SAN FRANCISCO (CN) — A federal judge enjoined LinkedIn on Monday from keeping its website off limits to a company that tells employers which of their workers may be “flight risks.”
U.S. District Judge Edward Chen enjoined LinkedIn from blocking San Francisco-based data-analytics firm hiQ from collecting data from public LinkedIn profiles that hiQ uses to sell intelligence reports to employers.
“The court is doubtful that the Computer Fraud and Abuse Act (CFAA) may be invoked by LinkedIn to punish hiQ for accessing publicly available data,” Chen wrote in a 25-page ruling.
HiQ sued in June, claiming LinkedIn improperly invoked the Computer Fraud and Abuse Act when it sent a cease-and-desist letter in May, saying it would hold hiQ criminally liable if it kept accessing its website. HiQ claims LinkedIn revoked its access for anticompetitive purposes, in violation of the First Amendment.
LinkedIn claims HiQ uses anonymous, automated bots to bypass its data-scraping protections and track changes to profiles that users choose not to broadcast, undermining its privacy commitment to members.
HiQ sells information to clients — including CapitalOne, eBay and GoDaddy — on which employees may be seeking a new job, based on information culled primarily from public LinkedIn profiles.

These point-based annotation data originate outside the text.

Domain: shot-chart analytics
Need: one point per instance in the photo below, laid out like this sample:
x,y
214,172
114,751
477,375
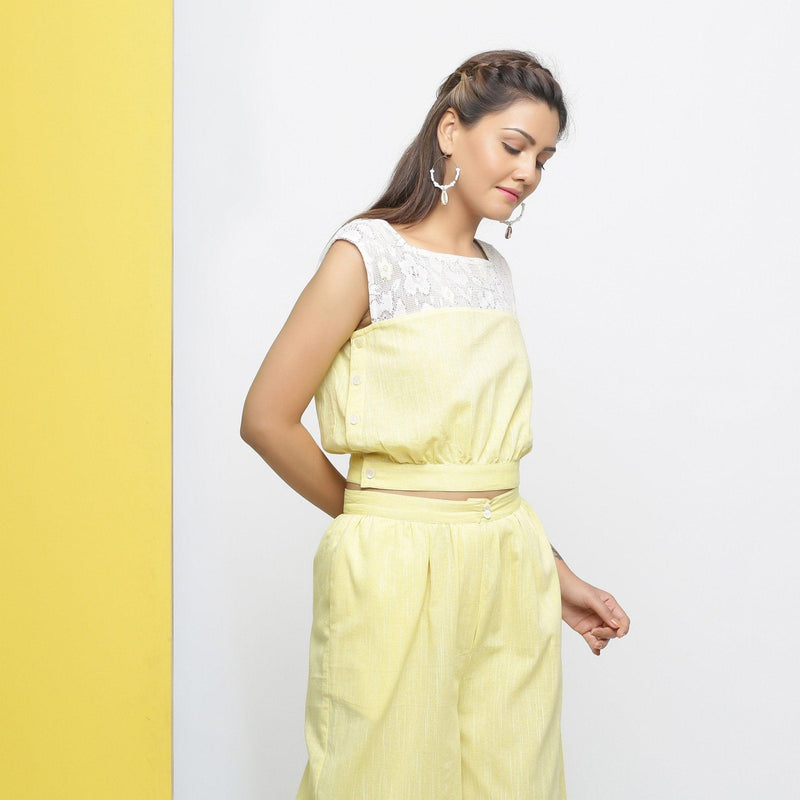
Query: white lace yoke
x,y
404,279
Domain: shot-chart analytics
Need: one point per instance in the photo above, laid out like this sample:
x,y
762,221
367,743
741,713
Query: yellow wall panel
x,y
85,428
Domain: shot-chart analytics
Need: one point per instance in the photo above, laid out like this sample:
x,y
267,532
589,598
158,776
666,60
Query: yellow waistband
x,y
379,472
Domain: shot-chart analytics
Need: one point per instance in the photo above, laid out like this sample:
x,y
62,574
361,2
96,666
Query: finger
x,y
595,644
604,633
611,613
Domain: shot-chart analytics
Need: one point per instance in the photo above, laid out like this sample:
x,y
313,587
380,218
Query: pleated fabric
x,y
435,663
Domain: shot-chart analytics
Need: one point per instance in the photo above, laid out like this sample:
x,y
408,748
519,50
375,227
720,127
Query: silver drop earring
x,y
447,186
509,222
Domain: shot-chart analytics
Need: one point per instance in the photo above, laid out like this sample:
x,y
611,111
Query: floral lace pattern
x,y
404,279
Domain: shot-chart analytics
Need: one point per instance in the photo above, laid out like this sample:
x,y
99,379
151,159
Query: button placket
x,y
355,395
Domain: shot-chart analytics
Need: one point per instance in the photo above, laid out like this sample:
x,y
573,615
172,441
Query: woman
x,y
435,653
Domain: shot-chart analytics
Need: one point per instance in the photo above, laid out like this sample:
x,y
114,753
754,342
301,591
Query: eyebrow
x,y
530,138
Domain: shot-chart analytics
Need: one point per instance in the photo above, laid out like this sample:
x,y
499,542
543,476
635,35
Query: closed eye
x,y
514,151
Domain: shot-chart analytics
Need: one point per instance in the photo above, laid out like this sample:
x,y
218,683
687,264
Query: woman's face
x,y
501,157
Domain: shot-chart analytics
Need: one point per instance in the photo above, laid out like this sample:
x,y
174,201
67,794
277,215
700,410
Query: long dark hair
x,y
486,83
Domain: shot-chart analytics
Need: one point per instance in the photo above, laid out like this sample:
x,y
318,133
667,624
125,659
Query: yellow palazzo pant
x,y
435,653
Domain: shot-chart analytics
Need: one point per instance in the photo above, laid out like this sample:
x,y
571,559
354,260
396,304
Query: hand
x,y
592,612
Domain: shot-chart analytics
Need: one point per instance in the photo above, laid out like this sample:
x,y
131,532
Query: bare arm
x,y
328,310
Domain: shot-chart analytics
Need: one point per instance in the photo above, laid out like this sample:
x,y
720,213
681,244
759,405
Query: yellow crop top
x,y
434,394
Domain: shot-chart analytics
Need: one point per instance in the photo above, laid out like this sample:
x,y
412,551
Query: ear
x,y
446,129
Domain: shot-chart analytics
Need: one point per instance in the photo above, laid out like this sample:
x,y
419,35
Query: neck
x,y
449,229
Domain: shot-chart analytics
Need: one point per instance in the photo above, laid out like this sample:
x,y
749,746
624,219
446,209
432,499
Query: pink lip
x,y
508,193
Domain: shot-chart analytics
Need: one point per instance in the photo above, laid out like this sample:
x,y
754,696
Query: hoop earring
x,y
509,222
450,185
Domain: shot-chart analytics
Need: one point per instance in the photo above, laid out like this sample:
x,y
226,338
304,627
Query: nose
x,y
525,169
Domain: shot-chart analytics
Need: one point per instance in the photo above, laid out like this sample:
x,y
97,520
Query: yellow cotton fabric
x,y
447,386
435,648
435,663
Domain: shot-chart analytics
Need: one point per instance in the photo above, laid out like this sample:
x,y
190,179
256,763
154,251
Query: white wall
x,y
656,271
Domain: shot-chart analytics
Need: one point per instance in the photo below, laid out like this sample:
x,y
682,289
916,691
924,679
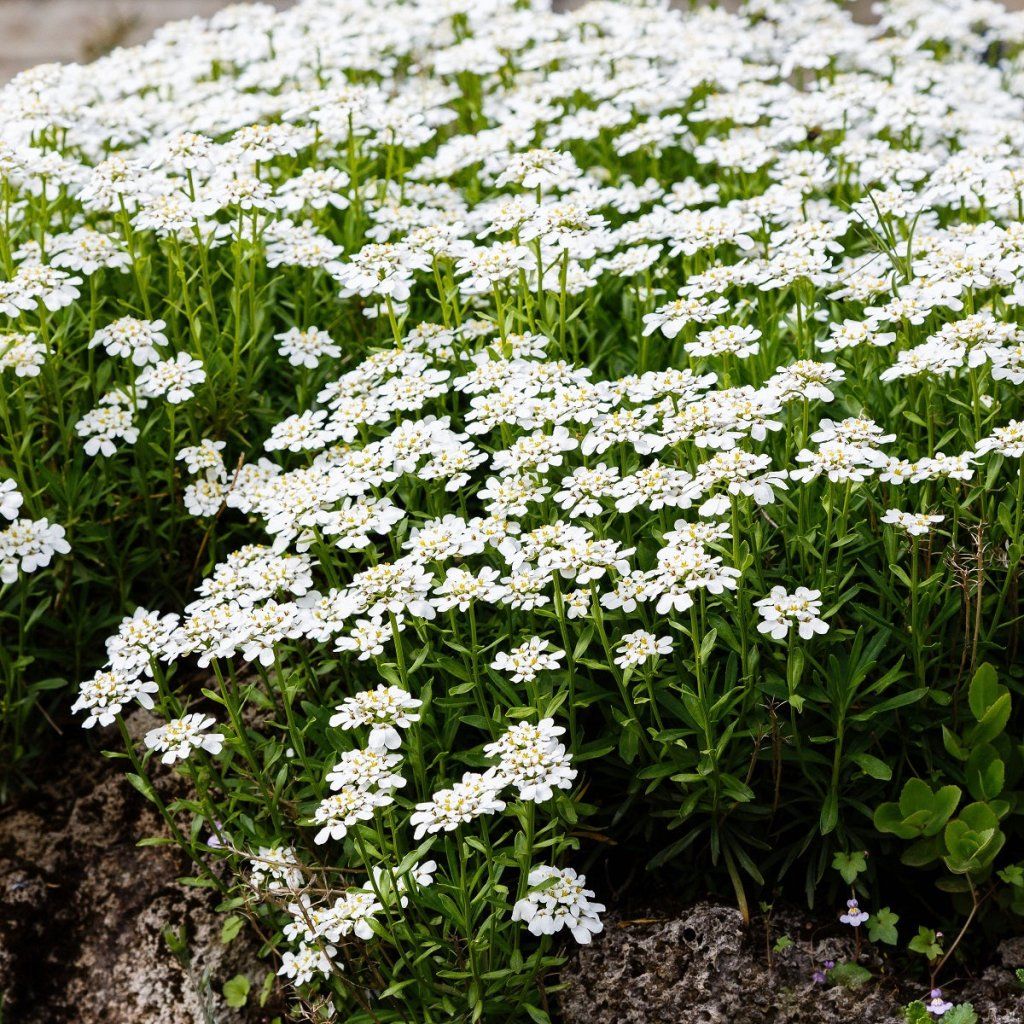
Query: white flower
x,y
559,899
640,646
853,915
307,963
28,545
473,796
385,710
275,867
345,808
104,695
914,523
10,499
781,610
132,339
172,379
524,663
306,347
180,736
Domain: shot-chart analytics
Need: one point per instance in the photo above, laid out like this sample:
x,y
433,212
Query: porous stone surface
x,y
83,909
702,966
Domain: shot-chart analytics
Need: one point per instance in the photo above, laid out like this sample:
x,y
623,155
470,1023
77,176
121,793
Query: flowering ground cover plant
x,y
506,437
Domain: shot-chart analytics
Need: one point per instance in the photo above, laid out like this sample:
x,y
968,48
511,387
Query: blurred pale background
x,y
38,31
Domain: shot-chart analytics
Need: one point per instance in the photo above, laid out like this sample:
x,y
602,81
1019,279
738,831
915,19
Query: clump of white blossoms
x,y
559,899
385,710
781,611
177,739
493,380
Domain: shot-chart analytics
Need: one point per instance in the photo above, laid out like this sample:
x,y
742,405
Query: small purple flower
x,y
854,915
937,1005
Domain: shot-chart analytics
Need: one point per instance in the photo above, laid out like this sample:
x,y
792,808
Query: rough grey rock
x,y
704,967
83,908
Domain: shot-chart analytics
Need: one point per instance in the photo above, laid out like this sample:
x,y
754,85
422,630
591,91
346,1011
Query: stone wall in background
x,y
40,31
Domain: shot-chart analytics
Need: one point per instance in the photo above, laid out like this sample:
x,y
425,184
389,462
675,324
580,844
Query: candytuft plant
x,y
504,449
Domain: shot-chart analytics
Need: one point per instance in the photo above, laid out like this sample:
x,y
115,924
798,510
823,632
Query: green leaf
x,y
829,813
882,927
985,772
926,942
849,975
962,1014
850,865
230,928
916,1013
237,991
984,690
875,767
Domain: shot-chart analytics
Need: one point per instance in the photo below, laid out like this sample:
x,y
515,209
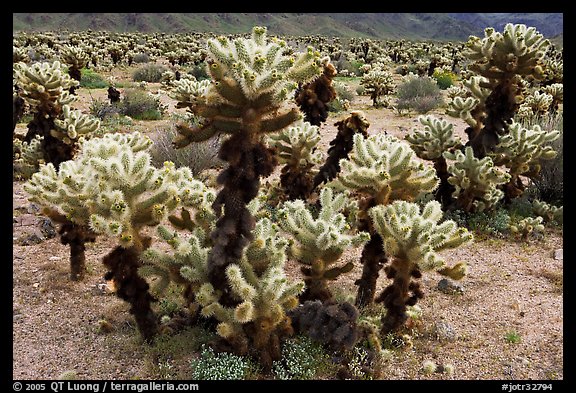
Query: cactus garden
x,y
260,206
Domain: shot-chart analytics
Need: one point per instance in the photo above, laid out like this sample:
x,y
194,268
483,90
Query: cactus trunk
x,y
445,190
241,180
123,264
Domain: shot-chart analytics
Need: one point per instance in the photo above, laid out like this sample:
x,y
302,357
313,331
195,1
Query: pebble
x,y
450,287
559,254
444,331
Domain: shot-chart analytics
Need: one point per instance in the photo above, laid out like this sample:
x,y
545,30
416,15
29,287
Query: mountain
x,y
412,26
548,24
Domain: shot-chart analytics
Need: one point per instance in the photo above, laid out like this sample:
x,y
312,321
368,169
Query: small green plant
x,y
199,156
444,79
149,73
92,80
512,337
219,365
420,94
302,358
140,105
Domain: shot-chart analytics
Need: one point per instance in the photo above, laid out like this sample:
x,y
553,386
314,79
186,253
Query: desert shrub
x,y
302,358
199,72
343,95
140,105
353,67
141,58
102,109
219,365
197,156
149,73
92,80
421,94
444,79
494,222
549,185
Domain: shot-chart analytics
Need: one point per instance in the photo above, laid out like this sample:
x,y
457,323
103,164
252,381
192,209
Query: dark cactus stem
x,y
444,192
123,264
76,236
316,288
500,108
340,147
373,259
113,94
398,295
54,150
296,182
248,161
313,97
76,75
17,110
329,323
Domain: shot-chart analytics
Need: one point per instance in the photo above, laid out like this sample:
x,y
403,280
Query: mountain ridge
x,y
411,26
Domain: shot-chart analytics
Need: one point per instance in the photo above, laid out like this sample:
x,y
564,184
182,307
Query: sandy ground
x,y
511,287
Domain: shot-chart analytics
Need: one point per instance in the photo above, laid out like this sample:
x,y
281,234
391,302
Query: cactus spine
x,y
412,239
252,80
319,242
381,169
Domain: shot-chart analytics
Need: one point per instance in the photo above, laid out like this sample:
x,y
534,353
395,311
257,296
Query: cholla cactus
x,y
313,97
413,238
27,158
76,59
188,91
548,212
296,149
470,106
381,169
385,168
437,137
475,180
256,321
341,145
320,242
429,144
253,79
332,324
74,125
528,227
503,58
521,151
44,86
378,83
537,104
111,189
556,90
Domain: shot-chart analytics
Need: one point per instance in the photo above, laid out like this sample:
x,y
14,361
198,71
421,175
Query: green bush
x,y
141,58
302,358
444,79
219,366
421,94
149,73
197,156
549,185
140,105
91,80
199,72
343,94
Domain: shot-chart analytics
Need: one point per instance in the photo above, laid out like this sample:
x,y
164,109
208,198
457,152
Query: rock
x,y
29,240
450,287
559,254
46,227
443,331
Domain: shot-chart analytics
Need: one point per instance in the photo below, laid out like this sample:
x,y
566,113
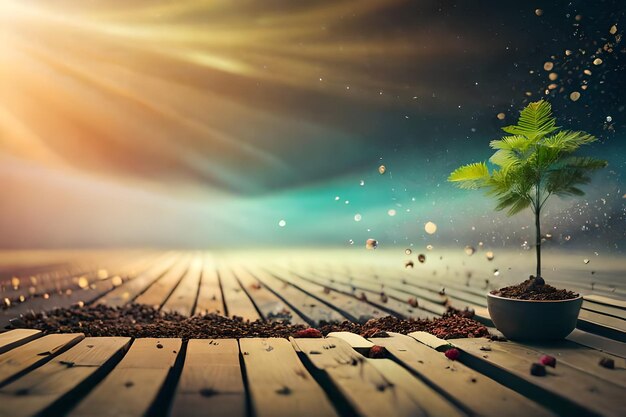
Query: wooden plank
x,y
134,383
158,293
366,389
600,343
385,298
472,391
131,289
266,301
14,338
354,340
279,383
577,356
31,355
606,300
236,300
606,326
351,307
604,309
210,293
310,307
564,388
211,383
183,299
428,300
59,380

Chen found that allowing LinkedIn to use the Computer Fraud and Abuse Act to revoke access to its public website would have “sweeping consequences” for access to online data, and would expand the scope of the 1984 law, amended in 1986, well beyond its original purpose: to prevent hacking.
“The CFAA was not intended to police traffic to publicly available websites on the Internet – the Internet did not exist in 1984,” Chen wrote. “The CFAA was intended instead to deal with ‘hacking’ or ‘trespass’ onto private, often password-protected mainframe computers.”
Chen agreed with Georgetown University law professor Orin Kerr, who argued that access to free and open spaces on the internet should be deemed “unauthorized” only when one bypasses an authentication requirement, such as entering a password.
Bypassing technical measures designed to block bots from public websites is not the same as entering a password-protected mainframe without permission, Chen ruled.
“A user does not ‘access’ a computer ‘without authorization’ by using bots, even in the face of technical countermeasures, when the data it accesses is otherwise open to the public,” Chen wrote.
However, he said this does not prevent LinkedIn from using countermeasures and the force of law to block malicious attacks and intrusions on its servers.
Chen found the balance of hardships tipped in hiQ’s favor because it relies primarily on LinkedIn data for its business, and would likely to go bankrupt without access to that information.
He found that hiQ plausibly alleged that LinkedIn revoked its access to crush a competitor, rather than to protect the privacy interests of its members.
LinkedIn CEO Jeff Weiner announced plans in June to launch a new data analytics service to inform employers what kinds of skills they need from workers and where that talent exists.
Such a service would compete directly with hiQ’s “Skill Mapper” product, which analyzes skills listed in the public LinkedIn profiles of its clients’ employees.
“There is thus a plausible inference that LinkedIn terminated hiQ’s access to its public member data in large part because it wanted exclusive control over that data for its own business purposes,” Chen wrote.
In a brief phone interview, HiQ attorney Carl Wisoff said he and his client “were pleased that the court ruled in our favor,” but said he was still reviewing the ruling and declined further comment.
LinkedIn spokeswoman Nicole Leverich said in an email: “We’re disappointed in the court’s ruling.” She added: “This case is not over. We will continue to fight to protect our members’ ability to control the information they make available on LinkedIn.”
Wisoff is with Farella Braun & Martel in San Francisco.
LinkedIn manages the largest online professional network on the planet, with more than 500 million members in more than 200 countries, according to its website. Microsoft bought it for $26.2 billion in 2016.